This was also Thorndyke’s opinion, but he was deeply interested in the report of Varney’s disappearance. Nor was he entirely without a clue to it. His observations of Margaret and Varney suggested a possible explanation which he did not think it necessary to refer to. And, in fact, the conversation was here interrupted by their arrival at the pier, where an elderly fisherman who had been watching their approach came forward and saluted them.

“Here you are then, Skipper,” said Phillip, “punctual to the minute. We’ve got a fine day for our trip, haven’t we?”

“Ay, sir,” replied the skipper. “ ’Tis a wonderful calm day for the time of year. And glad I am to see it, if we are to work close in to the Wolf, for it’s a lumpy bit of water at the best of times around the rock.”

“Is everything ready?” asked Phillip.

“Ay, sir. We are all ready to cast off this moment,” and in confirmation he preceded the party to the head of the ladder and indicated the craft lying alongside the pier beneath it—a small converted Penzance lugger with a large open cockpit in the fore part of which was the engine. The four men descended the ladder, and while the skipper and the second fisherman, who constituted the crew, were preparing to cast off the shore-ropes, Phillip took a last look round to see that all was in order.

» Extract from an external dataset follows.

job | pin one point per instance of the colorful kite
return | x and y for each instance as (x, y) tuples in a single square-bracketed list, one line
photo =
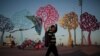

Then the crew—who was named Joe Tregenna—pushed off and started the engine, the skipper took the tiller and the boat got under way.

“You see,” said Phillip, as the boat headed out to sea, “we have got good strong tackle for the creeping operations.” He pointed over the boat’s side to a long, stout spar which was slung outside the bulwarks. It was secured by a chain bridle to a trawl-rope and to it were attached a number of creepers—lengths of chain fitted with rows of hooks—which hung down into the water and trailed alongside. The equipment also included a spirit-compass fitted with sight-vanes, a sextant, a hand-lead, which lay on the cockpit floor with its line neatly coiled round it, and a deep-sea lead stowed away forward with its long line and the block for lowering and hoisting it.

The occupants of the cockpit were strangely silent. It was a beautiful spring day, bright and sunny, with a warm blue sky overhead and a tranquil sea, heaving quietly to the long swell from the Atlantic, showing a sunlit sparkle on the surface and clear sapphire in the depths. “Nature painted all things gay,” excepting the three men who sat on the side-benches of the cockpit, whose countenances were expressive of the deepest gravity and even, in the case of the two Rodneys, of profound gloom.

“I shall be glad when this business is over,” said Phillip. “I feel as nervous as a cat.”

“So do I,” his brother agreed. “It is a gruesome affair. I find myself almost hoping that nothing will come of it. And yet that would only leave us worse off than ever.”

“We mustn’t be prepared to accept failure,” said Thorndyke. “The thing is there and we have got to find it—if not to-day, then to-morrow or some other day.”